We reached Dorida on the other side of the gulf by way of a short ferry crossing with close-up views of the Rio-Antirio Bridge, the world’s longest suspension bridge that opened in 2004.

A huge municipality, Dorida’s extraordinary offerings include remarkable collections at the folkloric and nautical history museums, the Monastery of Trikorfo, Trizonia (the only inhabited island in the gulf), the noble seaport village of Galaxidi, Mellin apiary where fir and thyme honey are produced, the mountain village of Loidoriki, and a modern cattle farm (sheep and goats, too) operated by two young brothers who invited us to enjoy freshly-made yogurt, cheese and breads.

From Dorida we climbed in elevation to cosmopolitan Arachova, a year-round mountain resort built on dramatic cliffs and one of the most picturesque ski towns I have seen.

Famous for its proximity to Delphi, it is Greece’s top winter destination. Prides of the town are the four-faced clock tower and its protected Formaella cheese made and sold only in Arachova. Our lunch (rather, feast) at Taverna Kaplanis, Arachova’s oldest and most authentic tavern, fortified us for a mushroom-hunting trek in Mount Parnassus National Forest and a visit to the ancient port village of Antikyra.

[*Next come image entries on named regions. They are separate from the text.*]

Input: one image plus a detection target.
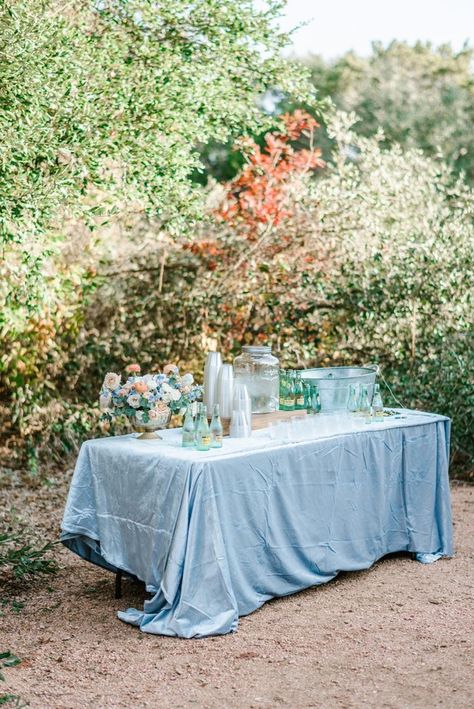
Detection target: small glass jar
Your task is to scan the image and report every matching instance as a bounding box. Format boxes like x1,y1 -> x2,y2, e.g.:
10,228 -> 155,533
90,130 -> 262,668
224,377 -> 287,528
234,345 -> 280,414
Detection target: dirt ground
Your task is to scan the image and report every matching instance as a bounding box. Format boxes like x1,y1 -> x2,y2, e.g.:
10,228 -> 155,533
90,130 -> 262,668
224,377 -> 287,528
0,470 -> 474,709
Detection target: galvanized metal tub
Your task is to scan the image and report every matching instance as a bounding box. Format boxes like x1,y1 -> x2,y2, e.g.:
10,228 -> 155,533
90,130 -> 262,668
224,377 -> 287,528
301,364 -> 378,413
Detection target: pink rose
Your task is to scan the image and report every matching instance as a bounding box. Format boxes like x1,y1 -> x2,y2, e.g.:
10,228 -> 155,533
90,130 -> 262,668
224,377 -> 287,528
125,363 -> 141,374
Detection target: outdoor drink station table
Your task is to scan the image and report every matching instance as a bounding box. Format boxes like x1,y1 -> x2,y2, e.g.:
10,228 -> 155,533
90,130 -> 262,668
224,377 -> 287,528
61,410 -> 453,638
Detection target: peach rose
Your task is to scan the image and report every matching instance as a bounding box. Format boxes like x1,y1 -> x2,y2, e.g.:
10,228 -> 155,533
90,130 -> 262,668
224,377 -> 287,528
104,372 -> 120,391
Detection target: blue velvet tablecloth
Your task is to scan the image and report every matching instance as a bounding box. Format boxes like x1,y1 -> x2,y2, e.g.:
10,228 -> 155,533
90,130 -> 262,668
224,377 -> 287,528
61,412 -> 453,638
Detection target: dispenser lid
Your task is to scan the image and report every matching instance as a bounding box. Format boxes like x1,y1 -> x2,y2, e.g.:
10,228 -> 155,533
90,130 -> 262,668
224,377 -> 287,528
242,345 -> 272,355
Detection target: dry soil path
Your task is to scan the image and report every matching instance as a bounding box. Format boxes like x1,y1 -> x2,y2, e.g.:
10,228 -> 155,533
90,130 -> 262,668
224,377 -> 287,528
0,484 -> 474,709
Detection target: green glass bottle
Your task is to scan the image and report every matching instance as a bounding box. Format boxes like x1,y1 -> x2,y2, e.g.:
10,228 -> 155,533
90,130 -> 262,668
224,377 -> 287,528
181,406 -> 195,448
303,379 -> 312,414
295,372 -> 305,411
196,404 -> 211,451
347,384 -> 358,416
286,369 -> 296,411
372,384 -> 383,422
278,369 -> 288,411
194,404 -> 204,443
210,404 -> 224,448
311,384 -> 321,414
359,386 -> 372,423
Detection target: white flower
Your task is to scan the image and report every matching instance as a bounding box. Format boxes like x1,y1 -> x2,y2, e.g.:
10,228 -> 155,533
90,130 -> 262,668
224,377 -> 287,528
104,372 -> 121,391
127,394 -> 140,409
148,406 -> 169,419
99,391 -> 112,411
143,374 -> 158,391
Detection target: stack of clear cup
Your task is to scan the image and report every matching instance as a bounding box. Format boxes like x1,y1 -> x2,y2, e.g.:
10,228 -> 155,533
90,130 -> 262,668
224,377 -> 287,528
230,381 -> 252,438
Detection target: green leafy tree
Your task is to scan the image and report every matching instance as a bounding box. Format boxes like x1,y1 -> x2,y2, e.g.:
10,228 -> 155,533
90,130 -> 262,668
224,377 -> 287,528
305,42 -> 474,182
0,0 -> 312,450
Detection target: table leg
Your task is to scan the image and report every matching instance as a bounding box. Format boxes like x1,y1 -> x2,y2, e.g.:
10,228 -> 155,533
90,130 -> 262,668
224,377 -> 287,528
115,569 -> 122,598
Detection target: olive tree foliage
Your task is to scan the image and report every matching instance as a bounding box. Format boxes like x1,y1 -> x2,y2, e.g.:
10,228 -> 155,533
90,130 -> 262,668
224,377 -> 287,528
73,113 -> 474,456
0,0 -> 312,442
298,42 -> 474,183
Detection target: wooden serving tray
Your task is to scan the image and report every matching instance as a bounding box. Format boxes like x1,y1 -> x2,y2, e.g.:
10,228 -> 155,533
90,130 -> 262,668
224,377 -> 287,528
209,409 -> 307,436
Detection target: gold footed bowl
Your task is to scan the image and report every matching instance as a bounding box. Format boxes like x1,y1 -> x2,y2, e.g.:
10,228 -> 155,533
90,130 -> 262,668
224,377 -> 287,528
130,411 -> 171,441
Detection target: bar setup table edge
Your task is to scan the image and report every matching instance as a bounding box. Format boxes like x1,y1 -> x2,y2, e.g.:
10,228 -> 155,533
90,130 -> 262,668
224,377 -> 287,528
61,411 -> 453,638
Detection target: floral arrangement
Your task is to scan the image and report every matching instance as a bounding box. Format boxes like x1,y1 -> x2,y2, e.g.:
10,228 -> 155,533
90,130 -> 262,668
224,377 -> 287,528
99,364 -> 202,424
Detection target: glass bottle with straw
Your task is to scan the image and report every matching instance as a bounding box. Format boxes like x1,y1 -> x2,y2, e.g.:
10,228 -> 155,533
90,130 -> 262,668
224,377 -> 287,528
181,406 -> 195,448
196,404 -> 211,451
210,404 -> 223,448
372,384 -> 383,422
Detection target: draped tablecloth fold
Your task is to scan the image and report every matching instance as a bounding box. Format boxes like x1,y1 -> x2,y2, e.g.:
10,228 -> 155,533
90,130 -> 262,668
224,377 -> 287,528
61,412 -> 453,638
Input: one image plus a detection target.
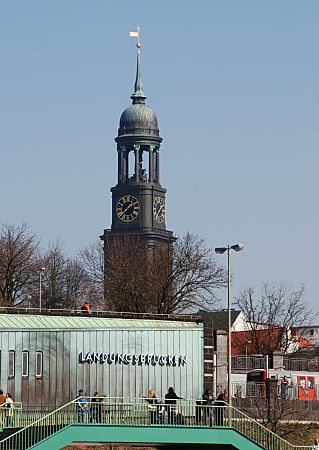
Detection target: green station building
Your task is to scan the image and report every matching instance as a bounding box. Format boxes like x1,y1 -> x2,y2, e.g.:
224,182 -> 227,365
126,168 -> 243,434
0,313 -> 204,408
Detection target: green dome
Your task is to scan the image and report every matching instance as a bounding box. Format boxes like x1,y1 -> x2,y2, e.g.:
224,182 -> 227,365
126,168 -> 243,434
118,103 -> 159,136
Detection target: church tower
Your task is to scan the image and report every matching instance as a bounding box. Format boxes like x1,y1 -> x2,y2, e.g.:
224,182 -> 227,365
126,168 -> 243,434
101,41 -> 176,252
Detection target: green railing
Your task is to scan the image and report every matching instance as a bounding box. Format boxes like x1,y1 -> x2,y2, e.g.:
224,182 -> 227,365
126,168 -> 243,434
0,397 -> 311,450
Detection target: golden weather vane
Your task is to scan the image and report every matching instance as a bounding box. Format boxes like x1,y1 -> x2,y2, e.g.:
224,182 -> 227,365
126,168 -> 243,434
130,27 -> 141,52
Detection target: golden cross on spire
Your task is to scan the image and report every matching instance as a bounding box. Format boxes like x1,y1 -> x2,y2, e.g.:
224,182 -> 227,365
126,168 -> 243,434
130,26 -> 141,52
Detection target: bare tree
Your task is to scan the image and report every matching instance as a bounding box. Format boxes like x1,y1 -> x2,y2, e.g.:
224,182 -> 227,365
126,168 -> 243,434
99,233 -> 226,314
33,241 -> 88,309
77,239 -> 105,307
0,224 -> 39,306
235,283 -> 313,354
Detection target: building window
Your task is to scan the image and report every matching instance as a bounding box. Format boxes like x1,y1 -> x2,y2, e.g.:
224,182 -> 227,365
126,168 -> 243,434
8,350 -> 15,377
35,352 -> 43,378
22,351 -> 29,377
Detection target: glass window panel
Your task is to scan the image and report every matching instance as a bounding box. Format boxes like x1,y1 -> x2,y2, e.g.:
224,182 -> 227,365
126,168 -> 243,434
22,351 -> 29,377
35,352 -> 43,378
8,350 -> 15,377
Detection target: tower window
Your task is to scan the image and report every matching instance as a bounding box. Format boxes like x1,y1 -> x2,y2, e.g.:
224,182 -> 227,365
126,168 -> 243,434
35,352 -> 43,378
8,350 -> 15,378
22,351 -> 29,377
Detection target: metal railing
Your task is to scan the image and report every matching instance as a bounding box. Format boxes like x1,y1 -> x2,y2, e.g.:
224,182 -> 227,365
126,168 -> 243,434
283,357 -> 319,372
0,397 -> 311,450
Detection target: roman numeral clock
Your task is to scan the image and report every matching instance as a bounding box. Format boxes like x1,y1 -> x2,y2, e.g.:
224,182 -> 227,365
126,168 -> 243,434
101,38 -> 176,250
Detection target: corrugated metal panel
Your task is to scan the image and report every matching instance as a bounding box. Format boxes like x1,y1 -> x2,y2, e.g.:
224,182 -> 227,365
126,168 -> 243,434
0,314 -> 201,330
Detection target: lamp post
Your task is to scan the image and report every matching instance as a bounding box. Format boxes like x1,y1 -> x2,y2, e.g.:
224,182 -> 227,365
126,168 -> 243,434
215,244 -> 244,416
39,267 -> 45,312
245,341 -> 251,370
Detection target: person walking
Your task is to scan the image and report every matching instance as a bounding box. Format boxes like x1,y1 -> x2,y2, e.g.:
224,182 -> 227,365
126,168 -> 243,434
81,302 -> 91,316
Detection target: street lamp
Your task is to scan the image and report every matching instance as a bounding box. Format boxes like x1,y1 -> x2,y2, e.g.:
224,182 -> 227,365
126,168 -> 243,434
215,244 -> 244,414
245,341 -> 251,370
39,267 -> 45,312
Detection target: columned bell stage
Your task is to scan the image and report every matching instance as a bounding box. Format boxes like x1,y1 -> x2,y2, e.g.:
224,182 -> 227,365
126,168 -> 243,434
101,43 -> 175,251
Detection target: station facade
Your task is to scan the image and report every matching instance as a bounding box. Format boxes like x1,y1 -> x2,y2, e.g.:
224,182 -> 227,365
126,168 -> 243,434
0,314 -> 204,408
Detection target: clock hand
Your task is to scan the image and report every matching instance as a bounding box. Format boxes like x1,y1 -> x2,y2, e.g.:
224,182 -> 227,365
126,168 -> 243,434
120,203 -> 133,218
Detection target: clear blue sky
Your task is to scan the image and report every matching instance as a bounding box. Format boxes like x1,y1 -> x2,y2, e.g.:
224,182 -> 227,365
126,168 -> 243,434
0,0 -> 319,311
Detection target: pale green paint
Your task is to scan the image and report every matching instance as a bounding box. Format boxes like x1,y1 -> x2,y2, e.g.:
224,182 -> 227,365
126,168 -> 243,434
0,314 -> 203,331
29,425 -> 263,450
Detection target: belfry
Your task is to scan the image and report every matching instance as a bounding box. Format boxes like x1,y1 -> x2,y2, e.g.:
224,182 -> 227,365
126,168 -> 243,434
101,33 -> 175,251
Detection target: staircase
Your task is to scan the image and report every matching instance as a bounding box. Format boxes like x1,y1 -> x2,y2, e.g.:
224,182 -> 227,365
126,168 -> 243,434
0,398 -> 311,450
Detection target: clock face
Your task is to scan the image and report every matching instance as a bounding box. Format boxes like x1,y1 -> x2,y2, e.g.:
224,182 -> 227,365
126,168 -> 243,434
116,195 -> 140,222
153,197 -> 165,223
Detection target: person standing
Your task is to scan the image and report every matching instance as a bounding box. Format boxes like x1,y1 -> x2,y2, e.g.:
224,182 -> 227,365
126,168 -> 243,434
5,393 -> 14,427
202,389 -> 214,426
77,389 -> 88,423
165,387 -> 183,424
90,391 -> 103,423
145,388 -> 160,425
280,375 -> 289,399
215,393 -> 225,427
0,389 -> 6,427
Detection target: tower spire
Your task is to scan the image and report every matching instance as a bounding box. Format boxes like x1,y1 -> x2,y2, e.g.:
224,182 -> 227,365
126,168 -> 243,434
130,27 -> 146,105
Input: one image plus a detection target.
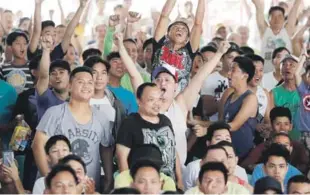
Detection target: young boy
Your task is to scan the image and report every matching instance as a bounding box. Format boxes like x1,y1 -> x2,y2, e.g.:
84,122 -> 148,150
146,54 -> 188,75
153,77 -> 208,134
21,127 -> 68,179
0,31 -> 33,94
32,135 -> 71,194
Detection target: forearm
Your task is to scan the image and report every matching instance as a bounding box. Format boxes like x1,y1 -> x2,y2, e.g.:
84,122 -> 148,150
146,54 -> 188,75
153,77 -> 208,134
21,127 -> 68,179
119,45 -> 143,92
101,146 -> 113,192
61,6 -> 84,53
124,23 -> 133,39
29,3 -> 41,53
14,178 -> 26,194
102,27 -> 115,56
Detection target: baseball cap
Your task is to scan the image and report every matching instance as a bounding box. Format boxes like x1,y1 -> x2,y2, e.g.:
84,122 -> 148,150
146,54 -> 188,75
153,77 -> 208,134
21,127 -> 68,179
6,30 -> 29,45
152,64 -> 178,82
281,54 -> 299,64
254,176 -> 283,194
233,56 -> 255,82
128,144 -> 163,169
49,60 -> 71,73
167,20 -> 191,35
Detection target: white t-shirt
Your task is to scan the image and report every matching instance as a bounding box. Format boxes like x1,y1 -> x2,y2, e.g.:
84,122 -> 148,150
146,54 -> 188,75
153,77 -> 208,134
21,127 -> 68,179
262,72 -> 279,91
90,96 -> 115,122
201,72 -> 228,121
32,177 -> 45,194
261,27 -> 292,73
183,159 -> 248,190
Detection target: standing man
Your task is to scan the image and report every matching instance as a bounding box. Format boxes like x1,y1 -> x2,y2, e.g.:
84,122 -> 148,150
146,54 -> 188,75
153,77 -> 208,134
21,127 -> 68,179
116,83 -> 183,187
32,67 -> 113,189
153,0 -> 205,91
252,0 -> 301,73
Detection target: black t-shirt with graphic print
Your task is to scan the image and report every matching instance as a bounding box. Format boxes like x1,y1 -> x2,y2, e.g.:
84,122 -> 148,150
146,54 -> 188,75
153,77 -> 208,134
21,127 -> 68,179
116,113 -> 176,179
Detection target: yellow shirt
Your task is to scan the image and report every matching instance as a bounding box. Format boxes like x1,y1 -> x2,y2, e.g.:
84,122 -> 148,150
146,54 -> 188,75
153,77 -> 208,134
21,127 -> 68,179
114,170 -> 176,191
185,182 -> 251,194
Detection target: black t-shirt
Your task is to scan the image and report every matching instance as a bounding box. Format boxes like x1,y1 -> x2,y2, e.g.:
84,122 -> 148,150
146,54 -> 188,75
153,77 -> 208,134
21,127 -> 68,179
116,113 -> 176,179
152,37 -> 196,91
27,43 -> 65,62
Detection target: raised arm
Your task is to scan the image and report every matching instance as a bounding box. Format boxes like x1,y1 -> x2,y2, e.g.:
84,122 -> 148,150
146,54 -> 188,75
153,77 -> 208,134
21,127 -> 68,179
229,94 -> 258,131
295,49 -> 307,87
115,33 -> 143,94
177,41 -> 230,116
32,131 -> 49,176
190,0 -> 205,52
36,35 -> 53,95
154,0 -> 176,42
285,0 -> 301,36
125,12 -> 141,39
29,0 -> 43,53
292,17 -> 310,56
252,0 -> 268,38
61,0 -> 88,53
57,0 -> 66,25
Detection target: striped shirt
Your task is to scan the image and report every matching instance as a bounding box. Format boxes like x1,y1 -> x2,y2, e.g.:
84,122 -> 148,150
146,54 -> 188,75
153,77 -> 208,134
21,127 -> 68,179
0,62 -> 33,94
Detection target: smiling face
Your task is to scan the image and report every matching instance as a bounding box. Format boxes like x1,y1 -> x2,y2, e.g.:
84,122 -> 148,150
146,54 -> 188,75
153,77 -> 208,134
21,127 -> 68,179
109,58 -> 125,79
264,156 -> 288,184
70,72 -> 95,102
93,63 -> 109,91
249,61 -> 264,87
50,67 -> 69,92
281,59 -> 298,81
138,86 -> 162,116
10,36 -> 28,59
168,23 -> 189,44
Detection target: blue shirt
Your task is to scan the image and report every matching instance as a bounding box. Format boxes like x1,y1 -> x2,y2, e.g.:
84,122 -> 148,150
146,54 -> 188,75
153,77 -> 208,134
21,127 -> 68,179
251,163 -> 302,189
36,89 -> 65,121
0,80 -> 17,149
108,85 -> 138,115
296,81 -> 310,131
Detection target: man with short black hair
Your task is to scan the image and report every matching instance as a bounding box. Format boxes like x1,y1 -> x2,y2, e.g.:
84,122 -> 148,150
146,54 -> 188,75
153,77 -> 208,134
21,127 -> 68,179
44,165 -> 78,194
253,0 -> 301,73
116,83 -> 182,185
287,175 -> 310,194
185,162 -> 228,194
251,143 -> 301,190
31,135 -> 71,194
262,47 -> 291,91
32,66 -> 114,189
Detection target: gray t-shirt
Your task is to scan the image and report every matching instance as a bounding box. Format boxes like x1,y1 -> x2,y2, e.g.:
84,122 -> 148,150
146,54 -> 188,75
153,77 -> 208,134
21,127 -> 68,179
37,103 -> 114,187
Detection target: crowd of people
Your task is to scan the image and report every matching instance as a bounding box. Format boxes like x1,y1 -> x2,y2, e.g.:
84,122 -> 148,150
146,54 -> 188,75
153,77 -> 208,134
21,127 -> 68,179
0,0 -> 310,194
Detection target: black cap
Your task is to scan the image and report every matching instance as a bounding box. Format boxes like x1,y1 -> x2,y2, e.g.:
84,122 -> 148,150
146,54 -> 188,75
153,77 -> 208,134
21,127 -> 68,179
6,30 -> 29,46
225,42 -> 243,55
49,60 -> 71,73
167,20 -> 191,36
128,144 -> 163,169
254,176 -> 283,194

Back down at sea level the final leg of our grand tour took us to Thiva where we met more local producers and their lovely families — bakers, pasta makers, and cheese makers. And at Terra Thiva winery in the city we sat for an elegant evening of wine tasting led by winemaker Yiannis Flevianos, who studied viticulture and enology at the prestigious University of California, Davis.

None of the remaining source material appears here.